Additional tests to diagnose hepatitis include an abdominal ultrasound.

Immunoprophylaxis

Immunoprophylaxis may include active immunization using vaccines and passive immunization.

Routine vaccination against hepatitis A and B is recommended for all children and adults.

Immunoglobulins prevent or reduce the severity of hepatitis A virus infection and should be given to family members and people in close contact with people who are sick. Hepatitis B immunoglobulins probably do not prevent infection, but they do prevent or relieve clinical symptoms.

There are no immunoprophylaxis methods for hepatitis C virus or hepatitis D virus. However, prophylaxis against hepatitis B virus infection prevents infection with hepatitis D virus. Modification of the hepatitis C virus's own genome prevents the development of a vaccine.

Hepatitis treatment

To treat acute hepatitis, it is first necessary to stop the impact of the pathological factor on the liver, to avoid the disease becoming chronic. Most acute hepatitis can be cured completely.

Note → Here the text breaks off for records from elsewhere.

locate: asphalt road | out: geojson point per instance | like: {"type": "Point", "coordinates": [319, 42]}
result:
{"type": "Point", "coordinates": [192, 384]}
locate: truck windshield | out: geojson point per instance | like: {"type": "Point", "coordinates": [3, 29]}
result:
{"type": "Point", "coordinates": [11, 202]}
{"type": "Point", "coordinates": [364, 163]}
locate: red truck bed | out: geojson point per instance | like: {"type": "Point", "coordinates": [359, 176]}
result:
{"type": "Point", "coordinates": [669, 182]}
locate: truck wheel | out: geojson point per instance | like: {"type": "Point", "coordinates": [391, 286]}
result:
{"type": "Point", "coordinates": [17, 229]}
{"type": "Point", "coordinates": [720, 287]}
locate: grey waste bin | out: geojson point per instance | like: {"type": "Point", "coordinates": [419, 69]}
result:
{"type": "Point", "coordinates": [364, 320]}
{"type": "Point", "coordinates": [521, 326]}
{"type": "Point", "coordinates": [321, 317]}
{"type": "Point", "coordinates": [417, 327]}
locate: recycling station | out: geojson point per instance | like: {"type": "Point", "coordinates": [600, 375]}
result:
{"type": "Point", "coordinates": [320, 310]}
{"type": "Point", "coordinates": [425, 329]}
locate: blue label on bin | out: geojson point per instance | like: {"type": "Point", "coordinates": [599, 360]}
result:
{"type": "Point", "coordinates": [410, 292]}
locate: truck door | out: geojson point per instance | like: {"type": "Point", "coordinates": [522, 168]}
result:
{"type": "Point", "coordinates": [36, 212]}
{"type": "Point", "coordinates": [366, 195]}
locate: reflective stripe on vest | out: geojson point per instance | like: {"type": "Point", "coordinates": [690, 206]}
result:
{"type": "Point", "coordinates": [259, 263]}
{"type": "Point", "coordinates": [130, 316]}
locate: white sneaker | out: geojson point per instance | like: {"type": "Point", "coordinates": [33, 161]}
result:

Depending on the cause of its occurrence and the activity of the process, chronic hepatitis lasts from six months to several years. Its long course requires regular visits to a specialist for examinations, strict adherence to medical recommendations, as well as changes in the patient’s lifestyle. This is necessary to prevent liver failure, cancer and cirrhosis of the liver.

Chronic persistent hepatitis

The most benign form. There may be complaints of minor aching pain or heaviness in the right hypochondrium, intermittent general weakness, and fatigue. Often patients do not feel their illness, there are no complaints at all. The liver is slightly enlarged, slightly painful, the spleen is rarely enlarged, there is no jaundice. treatment of chronic hepatitis Changes in biochemical blood tests - increased transaminases, thymol test only during an exacerbation. The course is perennial and does not progress. With a rational lifestyle (diet, alcohol prohibition), recovery is possible.

Treatment. Meals should be 4 times a day with the complete exclusion of mushrooms, canned, smoked and dried foods, fried foods, chocolate products, cream and pastries, alcohol, and limit the consumption of animal fats (fatty meats, duck, goose, pork). 1-2 times a year courses of vitamin therapy (group B, ascorbic acid, rutin). Taking choleretic drugs is not recommended. Once every 6-12 months, the patient undergoes a blood test for liver tests.